Segundo o Boletim da Mesa Nacional Indígena da Costa Rica, nessa reunião se propôs que, antes de implementar uma estratégia de REDD no país, é necessário superar alguns temas como: 1) a aprovação do Projeto de Lei 14.352, de Desenvolvimento Autônomo dos Povos Indígenas; 2) a segurança territorial: recuperação da terra, território e recursos naturais e da biodiversidade; 3) um plano consensual nacional de desenvolvimento para os Povos Indígenas; e 4) políticas públicas e programas específicos consensuais para os Povos Indígenas. Também se enfatizou que já existem mecanismos para a realização da consulta de REDD+, que foram reconhecidos, aceitos e aplicados pelo próprio Estado, e são os que se aplicaram na elaboração do Projeto de Lei de Desenvolvimento Autônomo dos Povos Indígenas. Portanto, enfatizaram que uma iniciativa como o REDD+ não pode ser decidida exclusivamente por um grupo das chamadas ADIs.
Da mesma forma, afirma-se que o governo tenta impor sua agenda política mesmo que os indígenas tenham a sua própria e que o Estado costarriquenho nunca tenha se preocupado com a recuperação de terras indígenas, apesar de haver uma Lei Indígena desde 1977. Segundo Pablo Nájera, indígena de Terraba, “no REDD+, simplesmente tratam de utilizar mal os indígenas, para avalizar o processo. Os indígenas nas comunidades não sabem nada sobre REDD+. Qual foi a grande participação indígena na definição da estratégia? Que processos se devem iniciar e por que agora? O REDD+ vai fazer parte da política indígena? A quem se venderá? Quem financia? Por quê?” Igualmente, AntonioNájera, do mesmo território, denuncia que sua família conserva há 30 anos uma propriedade que se dedica a fins educativos e à investigação científica, nunca recebeu apoio da FONAFIFO, e só agora ficou sabendo o que querem fazer com o REDD+, o que indica que não foi dada a mais mínima informação prévia às comunidades.
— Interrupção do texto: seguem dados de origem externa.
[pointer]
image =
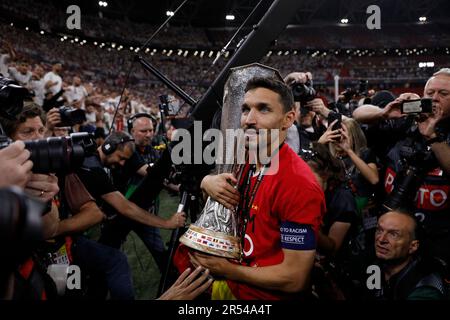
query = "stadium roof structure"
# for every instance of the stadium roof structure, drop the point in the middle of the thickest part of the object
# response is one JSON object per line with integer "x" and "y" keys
{"x": 211, "y": 14}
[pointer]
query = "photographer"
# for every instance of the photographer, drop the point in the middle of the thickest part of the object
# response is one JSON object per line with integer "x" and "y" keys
{"x": 422, "y": 157}
{"x": 308, "y": 126}
{"x": 76, "y": 212}
{"x": 116, "y": 150}
{"x": 116, "y": 230}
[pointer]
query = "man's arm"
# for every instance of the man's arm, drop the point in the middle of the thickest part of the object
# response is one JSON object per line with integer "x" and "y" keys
{"x": 88, "y": 216}
{"x": 370, "y": 114}
{"x": 291, "y": 275}
{"x": 132, "y": 211}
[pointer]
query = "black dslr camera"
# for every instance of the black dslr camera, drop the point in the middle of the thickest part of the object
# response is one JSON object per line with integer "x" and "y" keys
{"x": 418, "y": 106}
{"x": 167, "y": 107}
{"x": 416, "y": 160}
{"x": 52, "y": 155}
{"x": 20, "y": 228}
{"x": 361, "y": 89}
{"x": 71, "y": 116}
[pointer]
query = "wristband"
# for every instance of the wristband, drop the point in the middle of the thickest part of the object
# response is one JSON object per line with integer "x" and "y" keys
{"x": 433, "y": 140}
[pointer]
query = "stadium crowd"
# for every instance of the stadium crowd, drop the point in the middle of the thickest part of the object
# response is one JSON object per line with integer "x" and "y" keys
{"x": 367, "y": 181}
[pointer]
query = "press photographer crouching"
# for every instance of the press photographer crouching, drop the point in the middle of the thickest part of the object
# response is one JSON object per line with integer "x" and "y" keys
{"x": 77, "y": 212}
{"x": 407, "y": 270}
{"x": 418, "y": 165}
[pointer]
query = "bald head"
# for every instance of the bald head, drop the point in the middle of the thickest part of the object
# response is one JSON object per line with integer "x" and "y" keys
{"x": 143, "y": 131}
{"x": 438, "y": 89}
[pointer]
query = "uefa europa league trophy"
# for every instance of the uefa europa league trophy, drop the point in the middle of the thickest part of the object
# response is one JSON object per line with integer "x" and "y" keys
{"x": 216, "y": 231}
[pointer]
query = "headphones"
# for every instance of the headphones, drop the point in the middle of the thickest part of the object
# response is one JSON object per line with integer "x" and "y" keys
{"x": 135, "y": 117}
{"x": 109, "y": 146}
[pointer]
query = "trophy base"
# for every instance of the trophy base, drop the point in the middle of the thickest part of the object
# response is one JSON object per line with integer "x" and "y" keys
{"x": 215, "y": 243}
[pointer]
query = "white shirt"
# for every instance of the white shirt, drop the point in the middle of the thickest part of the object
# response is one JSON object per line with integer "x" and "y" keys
{"x": 22, "y": 79}
{"x": 53, "y": 77}
{"x": 76, "y": 94}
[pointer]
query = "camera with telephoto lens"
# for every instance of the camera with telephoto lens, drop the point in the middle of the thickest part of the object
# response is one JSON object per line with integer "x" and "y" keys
{"x": 20, "y": 227}
{"x": 361, "y": 89}
{"x": 60, "y": 155}
{"x": 303, "y": 92}
{"x": 417, "y": 106}
{"x": 71, "y": 116}
{"x": 416, "y": 159}
{"x": 168, "y": 107}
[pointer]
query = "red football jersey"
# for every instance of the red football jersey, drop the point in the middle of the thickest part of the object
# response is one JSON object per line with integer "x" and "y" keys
{"x": 289, "y": 195}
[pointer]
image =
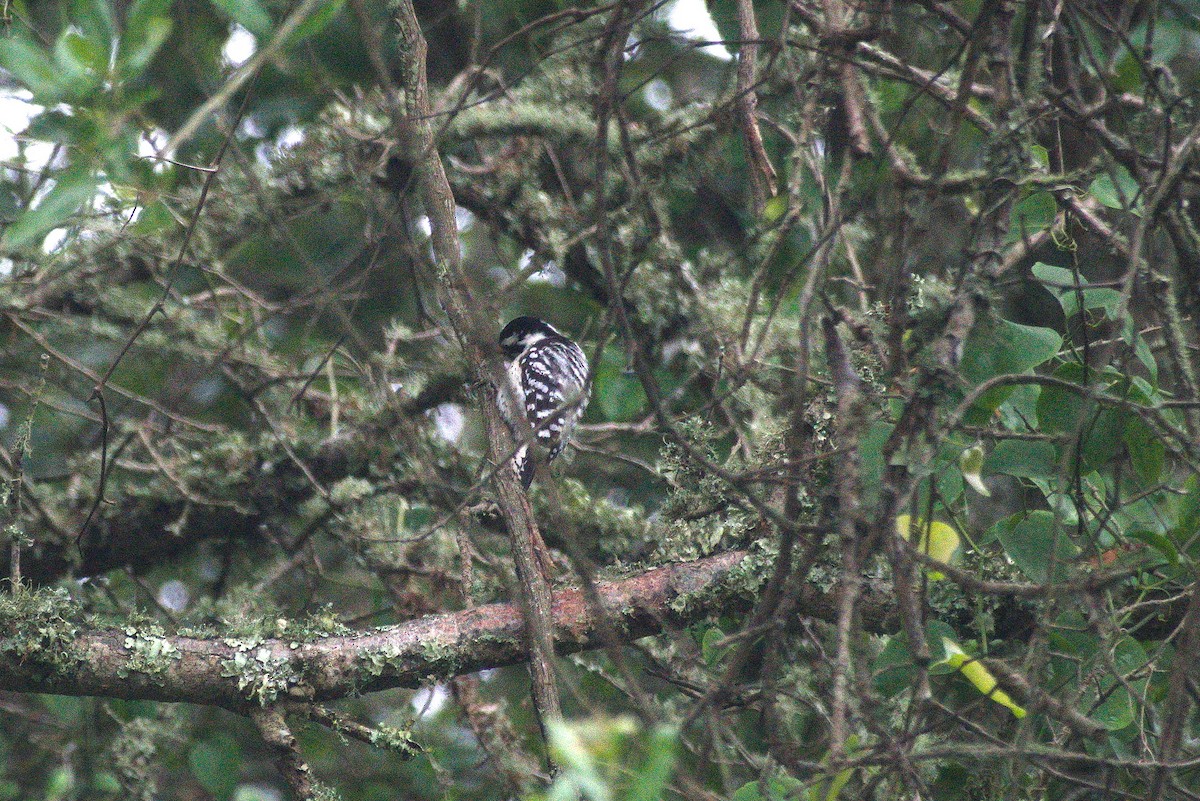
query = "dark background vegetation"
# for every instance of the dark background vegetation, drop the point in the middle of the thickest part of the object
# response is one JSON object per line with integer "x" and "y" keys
{"x": 899, "y": 303}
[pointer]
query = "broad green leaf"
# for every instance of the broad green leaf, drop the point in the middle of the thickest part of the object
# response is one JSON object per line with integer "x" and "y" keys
{"x": 979, "y": 675}
{"x": 1061, "y": 283}
{"x": 971, "y": 464}
{"x": 1159, "y": 542}
{"x": 215, "y": 764}
{"x": 139, "y": 43}
{"x": 1037, "y": 546}
{"x": 779, "y": 788}
{"x": 1188, "y": 511}
{"x": 34, "y": 68}
{"x": 936, "y": 540}
{"x": 96, "y": 23}
{"x": 249, "y": 13}
{"x": 1146, "y": 450}
{"x": 997, "y": 347}
{"x": 1023, "y": 458}
{"x": 651, "y": 777}
{"x": 1119, "y": 706}
{"x": 1116, "y": 190}
{"x": 316, "y": 22}
{"x": 618, "y": 391}
{"x": 155, "y": 217}
{"x": 69, "y": 194}
{"x": 893, "y": 668}
{"x": 77, "y": 53}
{"x": 711, "y": 648}
{"x": 1032, "y": 215}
Embora seja verdade que na Costa Rica ainda não existe um acordo sobre REDD, o povo bribri – situado no Atlântico sul – sofre seus impactos. Membros da comunidade de Alto Durigna, dentro do território bribri, denunciaram a implementação do REDD em seus territórios. Esta comunidade indígena está alarmada com a intenção da FONAFIFO de aplicar esse mecanismo em cerca de mil hectares de florestas dentro de seu território, que, além disso, circunda os locais considerados sagrados pela cultura bribri. FilidencioCubillo, indígena bribri, manifestou:
“As florestas destas partes, não são apenas simples florestas; elas são locais sagrados para o nosso povo. Um deles, Surayo, é a origem da criação, da semente. Eles foram designados pelo próprio Sibu para dar vida à sua semente. O mesmo acontece com o cerro Namasol. É por esta razão que o mundo de fora não entende nossa maneira de ver, de sentir e de expressar a nossa espiritualidade. O mundo de fora vê tudo apenas pelo dinheiro, tudo é mercadoria para eles. Assim, expressamos nosso rechaço a este projeto que pretende conservar, entre aspas, parte dessas florestas. Dizem que são mil hectares, mas não sabemos quanto será. Defenderemos estas florestas. É a própria comunidade que se manifesta, e não gente de fora que vem nos fazer esquentar a cabeça”.
Se realmente se quisessem ajudar as comunidades locais e os povos indígenas, a solução deveria ser a promulgação de políticas públicas integrais que favoreçam o controle comunitário do território e os bens da Natureza, fortalecendo iniciativas já existentes, como a governança comunitária da floresta e a biodiversidade, garantindo as condições necessárias para um exercício real de seus direitos históricos e coletivos, como a autonomia e o controle de suas terras e dos territórios sob sua cosmovisão.